MOYEN ANNEXE à la présente décision
Moyen produit par la SCP Vincent et Ohl, avocat aux Conseils, pour M. [H]
En ce que l'arrêt attaqué, par confirmation du jugement dont appel, a débouté Monsieur [H] de l'intégralité de ses demandes de remboursement du prêt et d'indemnisation de son préjudice moral ;
Aux motifs que M [K] a émis le 5 avril 2001 un chèque n° 0040290 d'un montant de 20 000 000 francs à l'ordre de M [O] [H], lequel a indiqué, ce qui n'est pas contesté, que ce chèque avait été émis "à titre de garantie dans l'attente de nos opérations futures" ; que le 16 juin 2001 M. [K] a émis un nouveau chèque à l'ordre de M. [O] [H] d'un montant de 4 000 000 euros et que ce dernier écrivait le 15 juin 2001 que ce second chèque était émis : "en remplacement du chèque en francs français n° 0040290 (....) à titre de garantie provisoire dans l'attente de régulariser nos affaires en cours" ; que deux ans plus tard soit le 25 juin 2003 ce chèque présenté à l'encaissement était rejeté faute de provision ; que le 23 juillet 2003, M. [K] signait un document dactylographié et ne comportant pas la mention manuscrite en chiffres et en lettres de la somme due, aux termes duquel il reconnaissait devoir à M. [O] [H] la somme de 2 439 184,27 euros ; qu'il est mentionné au chapitre "origine de la dette" que : "en date du 17 décembre 1998, M. [H] a prêté la somme de 17 500 000 F à M. [V] [K] pour l'aider à financer certaines acquisitions et notamment le [Établissement 2] et le [Établissement 1]. Cette somme devait être remboursée dans le délai de deux ans du prêt.
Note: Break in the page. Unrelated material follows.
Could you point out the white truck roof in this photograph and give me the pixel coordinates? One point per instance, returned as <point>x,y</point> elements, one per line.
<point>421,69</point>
Or seule la somme de 1 500 000 F a fait l'objet d'un remboursement fin mai 1999, le surplus, soit la somme de 16 000 000 F restant à rembourser.'" ; que la cour relève comme le tribunal que ce document irrégulier au regard des dispositions de l'article 1326 précité et qui vaut comme commencement de preuve est en contradiction avec le document du 17 décembre 1998 aux termes duquel seule Mme [K] se reconnaissait débitrice, qu'il mentionne également un remboursement de la somme de 1 500 000 F dont la cour relève que malgré son montant il n'en est nullement justifié et que la destination des fonds est mentionnée pour la première fois ; que l'ensemble de ces éléments dont la cour relève les imprécisions et contradictions outre le non-respect du formalisme prévu à l'article 1326 du code civil ne permettent pas de démontrer que les fonds dont M. [O] [H] demande le remboursement ont bien été versés par lui à M et/ou à Mme [K] ; que le jugement qui a débouté M. [O] [H] de ses demandes en remboursement de prêt et en dommages-intérêts sera dès lors confirmé (arrêt attaqué, page 6) ;
1°/ Alors que Monsieur [H] faisait valoir dans ses écritures, sans être contredit, que la reconnaissance de dette de Monsieur [K] avait été signée par devant Maître [Z], avocat à [Localité 1], et par ailleurs enregistrée en l'étude de Maître [L], notaire à [Localité 1], de sorte qu'en statuant comme elle l'a fait, sans s'expliquer sur ces éléments extrinsèques à l'acte, dont il lui appartenait d'apprécier souverainement s'ils étaient de nature à compléter le commencement de preuve par écrit produit devant elle, la cour d'appel n'a pas légalement justifié sa décision au regard des articles 1326 et 1347 du code civil ;
2°/ Et alors que s'il appartenait à Monsieur [H] de compléter le commencement de preuve par écrit que constituait la reconnaissance de dette du 23 juillet 2003, c'est à Monsieur [K] qu'il incombait de prouver que le remboursement de la somme de 1 500 000 francs qui s'y trouvait relaté n'avait pas été effectué, de sorte qu'en mettant cette preuve à la charge de Monsieur [H], la cour d'appel a violé l'article 1315 du code civil.